|M.Sc Student||Nir Eshkar|
|Subject||MIR450 regulates Pax6 and Sox2 in eye morphogenesis|
and corneal homeostasis
|Department||Department of Medicine||Supervisor||? Ruby Shalom-Feuerste|
|Full Thesis text|
Embryonic development of the eye depends on timely action of transcription factors and inductive signals ensuring the correct formation of the different tissue components during morphogenesis. In adulthood, the cornea serves as a physical barrier preventing the entry of deleterious agents into the intraocular surface. It is widely accepted that the extraordinary dynamic replenishment of the corneal epithelium relays on stem cells located at the limbus. Although limbal stem cell-based therapy was successfully applied to cure blindness of thousands of patients worldwide, stem cell features and self-renewal mechanisms remain poorly understood. Elucidating the molecular circuitry of corneal epithelial development and stem cell regulation is required for understanding the etiology of numerous corneal diseases and may pave the way for efficient regenerative medicine.
Paired Box Protein 6 (Pax6) and SRY-related high-mobility-group (HMG)-box protein-2 (Sox2) are key regulators of eye development while studies illustrate that mice lacking PAX6 or SOX2 genes display an early failure in lens placode formation. A precise dosage of Pax6 and Sox2 proteins is required for normal eye development and integrity while their miss-expression results in various eye abnormalities and blindness. The overall objective of this study was to test the molecular circuitry by which Pax6 and Sox2 are regulated. In a previous study in our lab it was found that miR-450b-5p (referred hereafter miR-450b) can bind to the 3’-untranslated region (UTR) of PAX6, and functioning as a repressor of Pax6.

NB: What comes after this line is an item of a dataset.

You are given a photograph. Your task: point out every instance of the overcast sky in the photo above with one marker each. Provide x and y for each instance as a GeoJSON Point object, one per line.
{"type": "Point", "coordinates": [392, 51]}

Here, we show that miR-450b, along with its cluster member miR-450a-5p (referred hereafter miR-450a), can bind to 3’UTR of SOX2 and repress the expression of Sox2 protein. In-situ hybridization and immunofluorescent staining revealed that miR-450b and Pax6/Sox2 are reciprocally expressed during lens development. Similarly, in sharp contrast to Pax6/Sox2, miR-450b was not expressed by limbal stem cells but highly expressed in differentiated layers of the cornea. In line, over-expression of miR-450a/b induced a down regulation of Pax6 and Sox2 during adult limbal stem cell differentiation suggesting that miR-450a/b directly represses Pax6 and Sox2 to regulate corneal maintenance. Interestingly, clonogenicity test on primary limbal epithelial cell culture reveled that miR-450b interferes with the ability of stem cells to produce large proliferative colonies that are known to have therapeutic features, indicating that miR-450b plays a role in limbal stem cell differentiation. Moreover, specific silencing RNA against Pax6 and Sox2 significantly attenuated the clonogenic potential of limbal epithelial stem cells. These data indicate that Pax6 and Sox2 are important regulators of limbal stem cell self-renewal and/or differentiation and that miR-450b represses stemness through inhibition of Pax6/Sox2. Interestingly, bone morphogenic protein 4 (BMP4), which is an essential morphogen for eye embryogenesis and corneal maintenance up-regulated miR-450b and concomitantly repressed Pax6 during corneal epithelial commitment of human embryonic stem cells (hESCs) and also in mouse embryos isolated ex vivo during early lens morphogenesis. Altogether, these data suggest a new mechanism of Pax6 regulation by BMP4-mediated microRNA that may have significance for corneal/lens development, homeostasis and diseases.